No. The point is, that this whole discussion has been over a series of assertions posted by Doctor Stochastic. I used his definitions to show a contradiction. Now this supposed great error on my part is what you have dug your teeth into. Enjoy the air which your jaws encompass. You can no more stop the summation than you can stop the dropping of needles to calculate the probability of Buffon's problem, they both involve pi. Arguments are in context. You ignore the context. So enjoy your air.
I posted this particular interview in its entirety up thread, around 2043 I think.
Ed seems to think that "stamping out" doesn't mean stamping out but something less than stamping out. Of course I have a different opinion since I can conceive of no rational reason to leave smallpox floating around the population if one could "stamp it out".
But my view on Dawkins isn't based on "quote mining", it's based on reading numerous articles he has written on religion and various interviews.
It's my opinion and if Dawkins thinks my opinion is "libel" Ed, he has no more understanding of the United States Constitution, American jurisprudence or libel laws in America.
placemarker
Now you're lying about my posts? That post is clear - one can want something stamped out but not advocate banning it. I for example would like Creationist Lying like yours stamped out, but don't think it should be banned.
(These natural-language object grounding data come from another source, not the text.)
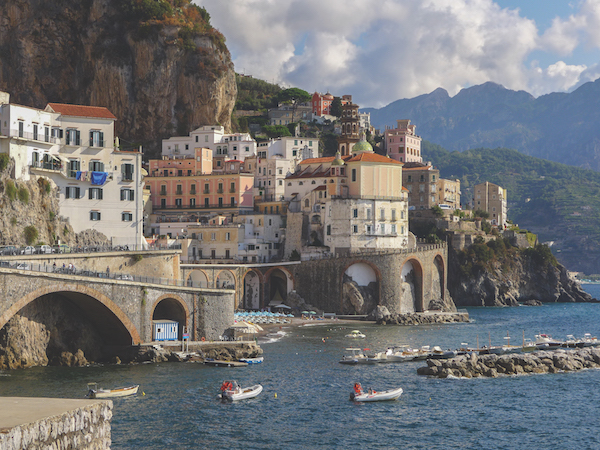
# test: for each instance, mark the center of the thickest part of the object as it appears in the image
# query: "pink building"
(191, 186)
(402, 143)
(321, 103)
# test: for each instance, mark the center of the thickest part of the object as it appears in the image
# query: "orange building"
(190, 187)
(321, 103)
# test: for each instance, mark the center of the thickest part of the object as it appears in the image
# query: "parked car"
(10, 250)
(45, 249)
(124, 276)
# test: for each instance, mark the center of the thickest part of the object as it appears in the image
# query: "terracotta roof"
(324, 159)
(373, 157)
(81, 111)
(418, 168)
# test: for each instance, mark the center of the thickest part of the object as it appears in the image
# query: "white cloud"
(382, 50)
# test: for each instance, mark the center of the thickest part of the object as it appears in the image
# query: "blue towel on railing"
(99, 178)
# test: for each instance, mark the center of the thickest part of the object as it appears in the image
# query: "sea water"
(305, 402)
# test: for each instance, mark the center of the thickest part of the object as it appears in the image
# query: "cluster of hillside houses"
(227, 197)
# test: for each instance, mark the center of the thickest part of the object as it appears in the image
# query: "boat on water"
(572, 342)
(95, 392)
(232, 391)
(356, 334)
(400, 354)
(546, 342)
(252, 360)
(372, 395)
(589, 340)
(438, 353)
(356, 356)
(377, 358)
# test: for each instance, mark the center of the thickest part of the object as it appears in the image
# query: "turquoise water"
(312, 410)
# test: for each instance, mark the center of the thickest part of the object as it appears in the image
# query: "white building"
(234, 146)
(99, 186)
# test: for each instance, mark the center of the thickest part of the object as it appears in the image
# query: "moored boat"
(252, 360)
(356, 334)
(372, 395)
(546, 342)
(356, 357)
(95, 392)
(231, 391)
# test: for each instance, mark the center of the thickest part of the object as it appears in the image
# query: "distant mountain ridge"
(559, 127)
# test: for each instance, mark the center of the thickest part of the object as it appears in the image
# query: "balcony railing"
(203, 206)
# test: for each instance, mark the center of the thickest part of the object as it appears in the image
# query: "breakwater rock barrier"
(472, 365)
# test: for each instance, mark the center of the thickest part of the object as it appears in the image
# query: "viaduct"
(208, 294)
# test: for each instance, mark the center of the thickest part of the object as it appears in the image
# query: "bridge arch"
(360, 287)
(278, 283)
(91, 298)
(253, 283)
(225, 278)
(438, 279)
(197, 278)
(411, 299)
(171, 307)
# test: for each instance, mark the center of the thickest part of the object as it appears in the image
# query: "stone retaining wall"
(472, 365)
(87, 427)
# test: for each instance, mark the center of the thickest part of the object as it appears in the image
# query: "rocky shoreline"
(382, 316)
(491, 366)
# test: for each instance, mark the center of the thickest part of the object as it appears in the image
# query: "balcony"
(30, 137)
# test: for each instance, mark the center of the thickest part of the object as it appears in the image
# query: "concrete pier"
(32, 423)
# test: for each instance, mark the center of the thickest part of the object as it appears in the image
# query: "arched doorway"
(225, 280)
(64, 328)
(198, 278)
(251, 290)
(360, 289)
(170, 309)
(279, 284)
(411, 299)
(437, 283)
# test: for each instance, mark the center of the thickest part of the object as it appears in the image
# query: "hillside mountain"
(158, 66)
(560, 127)
(558, 202)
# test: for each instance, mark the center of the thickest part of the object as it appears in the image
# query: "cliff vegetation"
(158, 65)
(560, 203)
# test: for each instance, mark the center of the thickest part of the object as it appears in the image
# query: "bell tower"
(350, 128)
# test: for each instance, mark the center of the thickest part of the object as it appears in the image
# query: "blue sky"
(383, 50)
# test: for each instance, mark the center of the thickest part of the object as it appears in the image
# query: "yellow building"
(352, 202)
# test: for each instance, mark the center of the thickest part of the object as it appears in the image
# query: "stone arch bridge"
(402, 280)
(121, 310)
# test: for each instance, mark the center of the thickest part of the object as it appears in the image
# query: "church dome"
(338, 161)
(362, 146)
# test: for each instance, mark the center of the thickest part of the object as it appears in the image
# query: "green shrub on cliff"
(11, 190)
(541, 254)
(31, 234)
(4, 160)
(24, 195)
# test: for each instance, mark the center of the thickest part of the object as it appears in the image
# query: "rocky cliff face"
(156, 76)
(34, 205)
(519, 277)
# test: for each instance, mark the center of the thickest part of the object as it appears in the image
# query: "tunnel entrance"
(61, 328)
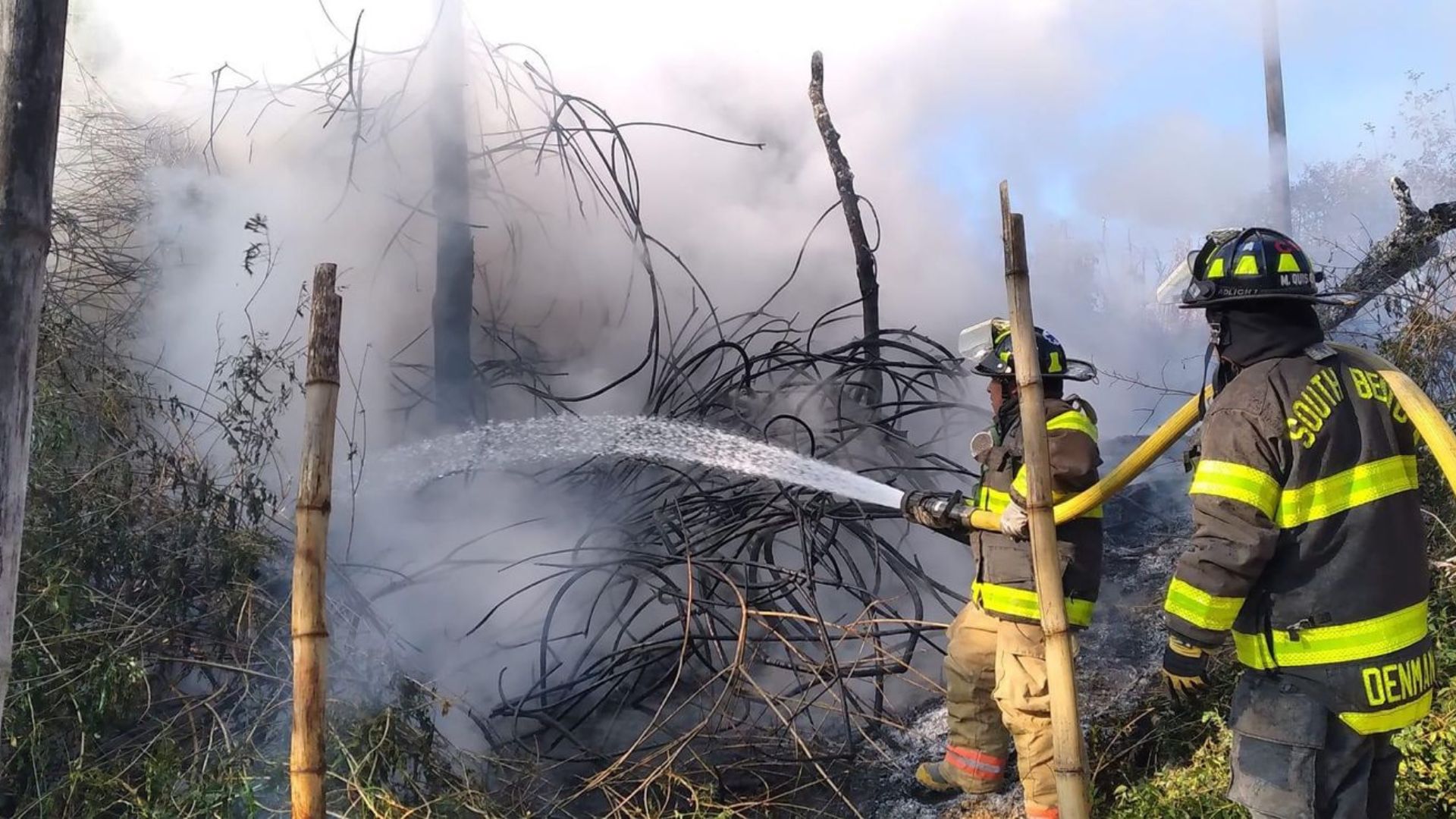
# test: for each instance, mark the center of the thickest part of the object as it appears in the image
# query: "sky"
(1147, 115)
(1147, 69)
(1116, 123)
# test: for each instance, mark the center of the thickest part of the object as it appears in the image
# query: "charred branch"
(1411, 245)
(865, 271)
(455, 251)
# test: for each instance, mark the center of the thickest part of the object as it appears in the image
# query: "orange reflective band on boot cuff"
(974, 763)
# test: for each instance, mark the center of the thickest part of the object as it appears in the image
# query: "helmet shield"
(987, 347)
(1241, 265)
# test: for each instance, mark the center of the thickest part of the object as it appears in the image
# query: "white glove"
(1014, 522)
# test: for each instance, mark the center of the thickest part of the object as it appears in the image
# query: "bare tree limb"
(849, 202)
(1404, 249)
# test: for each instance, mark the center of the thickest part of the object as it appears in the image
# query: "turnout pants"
(1293, 758)
(996, 694)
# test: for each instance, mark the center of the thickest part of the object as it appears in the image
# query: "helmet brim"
(1332, 299)
(1076, 371)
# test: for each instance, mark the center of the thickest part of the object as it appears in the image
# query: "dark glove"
(1185, 670)
(937, 510)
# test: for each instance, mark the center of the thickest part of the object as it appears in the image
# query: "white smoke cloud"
(935, 101)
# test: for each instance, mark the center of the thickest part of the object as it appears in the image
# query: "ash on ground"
(1147, 528)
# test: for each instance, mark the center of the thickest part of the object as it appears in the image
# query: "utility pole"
(1046, 563)
(455, 248)
(33, 58)
(1274, 108)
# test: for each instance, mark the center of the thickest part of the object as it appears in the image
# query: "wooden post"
(310, 634)
(33, 55)
(1066, 726)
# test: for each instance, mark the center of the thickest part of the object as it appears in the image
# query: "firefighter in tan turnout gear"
(1308, 545)
(995, 667)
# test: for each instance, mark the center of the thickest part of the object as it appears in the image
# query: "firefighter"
(1308, 545)
(995, 667)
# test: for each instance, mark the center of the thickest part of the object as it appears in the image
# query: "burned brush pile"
(717, 640)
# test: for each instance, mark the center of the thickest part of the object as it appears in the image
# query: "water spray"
(566, 439)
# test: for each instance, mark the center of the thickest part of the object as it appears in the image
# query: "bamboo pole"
(310, 634)
(33, 58)
(1066, 726)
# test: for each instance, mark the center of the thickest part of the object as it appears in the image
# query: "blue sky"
(1346, 63)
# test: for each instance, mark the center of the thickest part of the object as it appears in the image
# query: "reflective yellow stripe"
(1391, 719)
(1201, 608)
(1326, 645)
(1346, 490)
(1024, 604)
(1237, 482)
(993, 500)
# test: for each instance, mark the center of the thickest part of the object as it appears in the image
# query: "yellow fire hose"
(1420, 409)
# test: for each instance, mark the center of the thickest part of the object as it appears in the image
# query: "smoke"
(935, 104)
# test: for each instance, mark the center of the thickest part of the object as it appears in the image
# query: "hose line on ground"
(1417, 406)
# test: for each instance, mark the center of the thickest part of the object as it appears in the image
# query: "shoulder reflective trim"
(1074, 420)
(1200, 608)
(1326, 645)
(1237, 482)
(1024, 604)
(1365, 484)
(1391, 719)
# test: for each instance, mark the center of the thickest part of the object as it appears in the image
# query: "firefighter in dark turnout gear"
(1308, 545)
(995, 667)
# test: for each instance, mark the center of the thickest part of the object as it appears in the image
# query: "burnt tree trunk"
(1274, 110)
(33, 39)
(849, 203)
(455, 251)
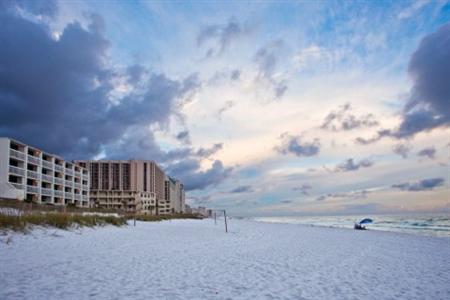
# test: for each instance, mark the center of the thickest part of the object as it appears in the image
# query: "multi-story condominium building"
(136, 186)
(175, 197)
(27, 173)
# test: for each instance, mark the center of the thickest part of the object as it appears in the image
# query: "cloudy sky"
(260, 108)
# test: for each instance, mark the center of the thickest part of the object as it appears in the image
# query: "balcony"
(59, 193)
(34, 160)
(16, 171)
(32, 189)
(17, 185)
(17, 154)
(46, 192)
(47, 178)
(47, 164)
(32, 174)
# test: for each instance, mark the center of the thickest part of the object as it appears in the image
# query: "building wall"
(175, 194)
(41, 177)
(137, 176)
Do you really think you're fooling anyone?
As for Dawkins, you have lied about him in writing and that is the dictionary meaning of libel, even here in America.
"Supposed" error? Bullshit. You claimed that rational arithmetic is closed under all the operations in that equation. It has been shown otherwise but you won't admit you were wrong. It is pathetic.
That post is clear - one can want something stamped out but not advocate banning it.
LOL, you're a joke Ed.
extinguish
verb
When will Dawkins be appearing?
Furthermore you know no more about the First Amendment, American jurisprudence or libel law than Mr. Dawkins, nor do you evidently care.
No Doc. The alternative would be to embrace Life.
Hey Gore3000! Hows it going?
Then her [Rand] view of religion accords with Marx and in that arena her views were Marxist.
Which goes to show how ridiculous using one's views on religion as a criteria for defining them as a Marxist.
This has been a very Gore3000esque exchange. Thanks for the memories.